Invocation of java generic method

Question

Given the generic method:

<T> List<T> getGenericList(int i) {...}

the following code compiles without any warning:

public List<String> getStringList(boolean b){
    if(b)
        return getGenericList(0);
    else
        return getGenericList(1);
}

but this one generates 'Type mismatch' compilation error:

public List<String> getStringList(boolean b) {
    return (b) ? getGenericList(0) : getGenericList(1);
}

Why?

Answer 1

This is NOT a generics problem, but a consequence of the way the compiler has to infer the type of the ternary expression.

It happens the same with this equivalent code. This code works:

public byte function(boolean b){
    if(b)
        return 1;
    else
        return 2;
}

While this doesn't:

public byte function(boolean b) {
    return (b) ? 1 : 2;
}

The reason is that when the compiler tries infer the type of this expression

    return (b) ? 1 : 2;

It first has to obtain the type of each one of the operands, and check if they are compatible (reference) to evaluate wether the ternary expression is valid or not. If the type of the "return" were propagated to automatically cast or promote each one of the operands, it could lead to resolve the type of a ternary expression differently depending on the context of this expression.

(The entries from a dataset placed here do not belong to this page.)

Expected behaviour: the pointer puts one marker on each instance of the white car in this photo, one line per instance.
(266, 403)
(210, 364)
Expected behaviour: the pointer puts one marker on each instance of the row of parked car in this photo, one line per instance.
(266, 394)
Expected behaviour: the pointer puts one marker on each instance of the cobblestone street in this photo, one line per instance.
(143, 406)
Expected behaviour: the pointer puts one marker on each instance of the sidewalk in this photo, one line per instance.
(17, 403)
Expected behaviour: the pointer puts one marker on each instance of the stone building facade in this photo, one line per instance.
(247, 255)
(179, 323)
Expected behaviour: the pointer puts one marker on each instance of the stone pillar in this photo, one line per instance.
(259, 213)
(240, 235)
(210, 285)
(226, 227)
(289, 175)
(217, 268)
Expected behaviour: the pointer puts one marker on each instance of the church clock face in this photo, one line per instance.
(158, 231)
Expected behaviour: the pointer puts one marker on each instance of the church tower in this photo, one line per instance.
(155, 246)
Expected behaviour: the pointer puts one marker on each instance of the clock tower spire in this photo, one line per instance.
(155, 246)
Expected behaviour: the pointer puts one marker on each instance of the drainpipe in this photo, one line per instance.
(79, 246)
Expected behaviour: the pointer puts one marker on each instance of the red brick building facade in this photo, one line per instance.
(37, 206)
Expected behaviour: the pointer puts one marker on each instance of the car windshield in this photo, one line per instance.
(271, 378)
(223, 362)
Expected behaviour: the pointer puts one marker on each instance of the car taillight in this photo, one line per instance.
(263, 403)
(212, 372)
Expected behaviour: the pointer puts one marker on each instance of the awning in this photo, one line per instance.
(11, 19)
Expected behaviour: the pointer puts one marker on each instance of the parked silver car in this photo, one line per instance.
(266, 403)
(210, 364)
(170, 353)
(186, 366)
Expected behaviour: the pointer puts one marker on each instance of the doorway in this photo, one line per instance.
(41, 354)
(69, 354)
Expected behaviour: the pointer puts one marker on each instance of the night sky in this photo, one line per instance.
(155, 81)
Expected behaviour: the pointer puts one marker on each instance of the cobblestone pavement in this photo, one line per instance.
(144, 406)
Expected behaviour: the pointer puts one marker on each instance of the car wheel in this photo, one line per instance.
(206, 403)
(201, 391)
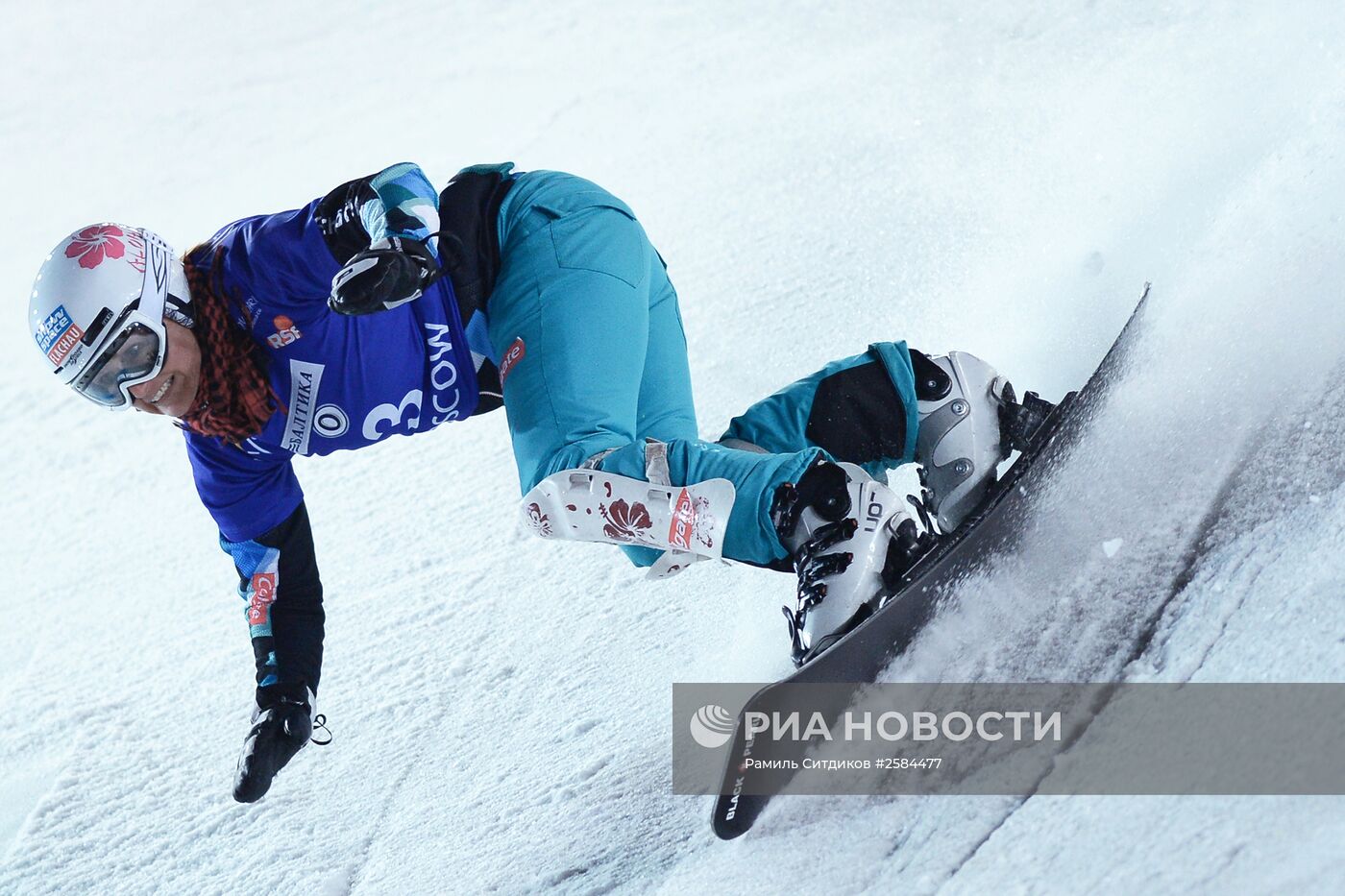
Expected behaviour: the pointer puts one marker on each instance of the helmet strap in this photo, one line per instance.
(178, 302)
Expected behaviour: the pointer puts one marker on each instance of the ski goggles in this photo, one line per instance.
(136, 343)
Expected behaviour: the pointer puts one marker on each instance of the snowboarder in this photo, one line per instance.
(386, 307)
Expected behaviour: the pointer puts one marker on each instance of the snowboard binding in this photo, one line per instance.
(877, 532)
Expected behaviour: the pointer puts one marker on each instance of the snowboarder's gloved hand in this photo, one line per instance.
(389, 274)
(281, 725)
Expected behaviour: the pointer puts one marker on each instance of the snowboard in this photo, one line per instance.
(867, 650)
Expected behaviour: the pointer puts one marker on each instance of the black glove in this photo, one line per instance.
(389, 274)
(279, 731)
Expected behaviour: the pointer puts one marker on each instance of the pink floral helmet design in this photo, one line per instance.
(97, 307)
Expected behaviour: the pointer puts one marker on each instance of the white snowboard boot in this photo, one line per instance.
(959, 442)
(847, 536)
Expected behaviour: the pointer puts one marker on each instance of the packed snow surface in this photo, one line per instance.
(997, 178)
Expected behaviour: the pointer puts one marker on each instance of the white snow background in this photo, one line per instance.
(991, 177)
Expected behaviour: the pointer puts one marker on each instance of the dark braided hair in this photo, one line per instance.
(235, 399)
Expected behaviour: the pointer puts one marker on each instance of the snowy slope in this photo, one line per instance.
(818, 177)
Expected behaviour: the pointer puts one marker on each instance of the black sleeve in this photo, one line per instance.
(278, 576)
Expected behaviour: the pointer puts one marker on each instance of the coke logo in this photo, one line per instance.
(683, 522)
(264, 593)
(511, 356)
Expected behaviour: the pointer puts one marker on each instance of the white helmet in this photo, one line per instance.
(97, 309)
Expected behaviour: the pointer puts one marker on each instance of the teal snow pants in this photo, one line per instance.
(585, 328)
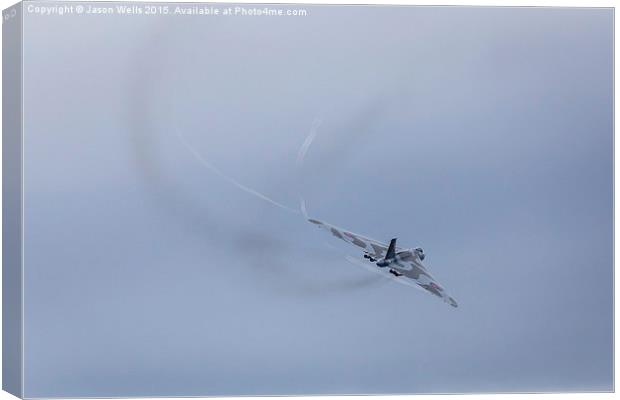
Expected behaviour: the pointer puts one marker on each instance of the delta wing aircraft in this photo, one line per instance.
(399, 262)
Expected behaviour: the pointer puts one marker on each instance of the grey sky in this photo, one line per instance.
(483, 135)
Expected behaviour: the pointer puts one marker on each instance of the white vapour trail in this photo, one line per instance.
(231, 180)
(301, 156)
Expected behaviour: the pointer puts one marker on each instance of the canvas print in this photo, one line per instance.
(217, 199)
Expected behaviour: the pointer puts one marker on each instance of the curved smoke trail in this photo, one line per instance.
(301, 156)
(231, 180)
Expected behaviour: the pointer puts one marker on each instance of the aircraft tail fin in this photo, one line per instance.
(391, 250)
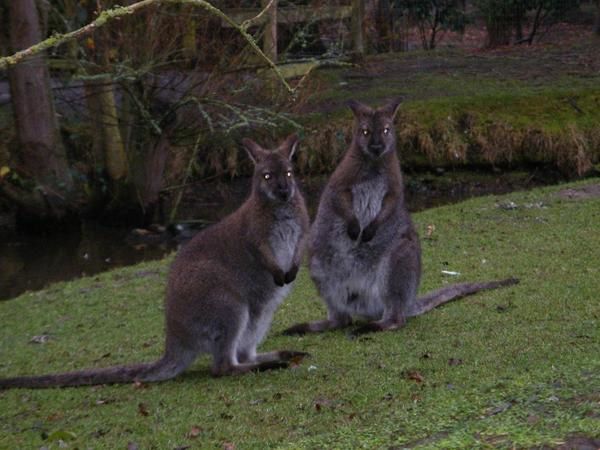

Given that the type of the "return" cannot be propagated to the operands, then in the menctioned case:

    return (b) ? getGenericList(0) : getGenericList(1);

the binding of the generic type cannot be done, so the type of each one of the operands is resolved to List<Object>. Then the compiler concludes that the type of the whole expression is List<Object>, which cannot be automatically casted to List<Integer> (because they are not compatible types).

Whereas this other one

    return getGenericList(0);

It applyes the type of the "return" to bind the generic type T, so the compiler concludes that the expression has a List<String> type, that can be returned safely.